# Novel Idea



## marshmasterpat (Jun 26, 2013)

During tallow flow someone moved in about 60+ hives on pallet about 5 miles from my house. First thought was to place quite a few swarm traps nearby, but don't know the landowners. Well about 1 mile away there is this industrial facility. 

Saw this box yesterday, then looked closer today and there are at least 6 along the main fence line. 

Someone had some issues with bee swarms I am assuming. Wish the person well. And good use of a cardboard Nuc I guess.


----------



## Mr.Beeman (May 19, 2012)

I wish him/her good luck! The bees are going to read the word "trap" and not move in. lol


----------



## Saltybee (Feb 9, 2012)

Can Italians read English?


----------



## marshmasterpat (Jun 26, 2013)

Looked a little closer today, there are at least 8 traps out. 
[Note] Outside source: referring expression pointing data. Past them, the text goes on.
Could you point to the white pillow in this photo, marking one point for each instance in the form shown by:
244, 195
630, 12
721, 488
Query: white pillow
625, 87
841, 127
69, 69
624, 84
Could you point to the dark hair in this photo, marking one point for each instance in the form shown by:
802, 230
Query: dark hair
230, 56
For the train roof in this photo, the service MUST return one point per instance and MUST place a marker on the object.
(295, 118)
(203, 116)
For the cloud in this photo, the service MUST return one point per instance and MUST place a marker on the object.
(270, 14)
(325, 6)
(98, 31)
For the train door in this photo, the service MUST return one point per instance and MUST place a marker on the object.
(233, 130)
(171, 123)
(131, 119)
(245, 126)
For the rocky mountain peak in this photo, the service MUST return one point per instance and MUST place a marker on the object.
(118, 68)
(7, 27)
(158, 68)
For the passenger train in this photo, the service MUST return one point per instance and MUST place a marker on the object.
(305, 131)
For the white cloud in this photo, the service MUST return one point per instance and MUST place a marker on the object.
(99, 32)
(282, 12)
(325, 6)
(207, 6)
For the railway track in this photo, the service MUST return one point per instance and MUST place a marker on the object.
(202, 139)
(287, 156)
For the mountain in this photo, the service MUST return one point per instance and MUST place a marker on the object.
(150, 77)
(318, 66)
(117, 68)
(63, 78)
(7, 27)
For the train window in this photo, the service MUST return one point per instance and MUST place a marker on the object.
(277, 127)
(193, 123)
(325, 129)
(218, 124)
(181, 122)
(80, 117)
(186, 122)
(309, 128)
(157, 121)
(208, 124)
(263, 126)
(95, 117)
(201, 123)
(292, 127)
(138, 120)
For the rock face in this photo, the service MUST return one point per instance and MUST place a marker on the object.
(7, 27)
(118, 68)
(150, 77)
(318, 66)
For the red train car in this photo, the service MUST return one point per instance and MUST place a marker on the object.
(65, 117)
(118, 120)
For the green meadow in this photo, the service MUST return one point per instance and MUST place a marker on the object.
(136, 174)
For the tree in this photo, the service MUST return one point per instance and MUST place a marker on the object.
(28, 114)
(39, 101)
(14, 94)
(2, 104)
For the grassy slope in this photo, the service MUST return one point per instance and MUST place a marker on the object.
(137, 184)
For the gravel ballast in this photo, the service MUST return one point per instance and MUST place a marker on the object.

Think maybe my hunch earlier this year was right. Just didn't jump faster enough.


----------



## crmauch (Mar 3, 2016)

marshmasterpat said:


> Looked a little closer today, there are at least 8 traps out.
> 
> Think maybe my hunch earlier this year was right. Just didn't jump faster enough.


From my perspective of reading about trap placement, these are not ideally placed (if all the others look like this). Did any seem to have bees? If you can find a location nearby that approaches a more ideal site, you might out trap them.

Chris

(Started trapping this year, still waiting....)


----------



## marshmasterpat (Jun 26, 2013)

These are in a large mowed area surrounding the edge of the industrial facility. Figure they are trying to intercept any scouts and swarms moving into the industrial facility. 

A few beeks around here deal with removals on some of these sites and they charge mega bucks.


----------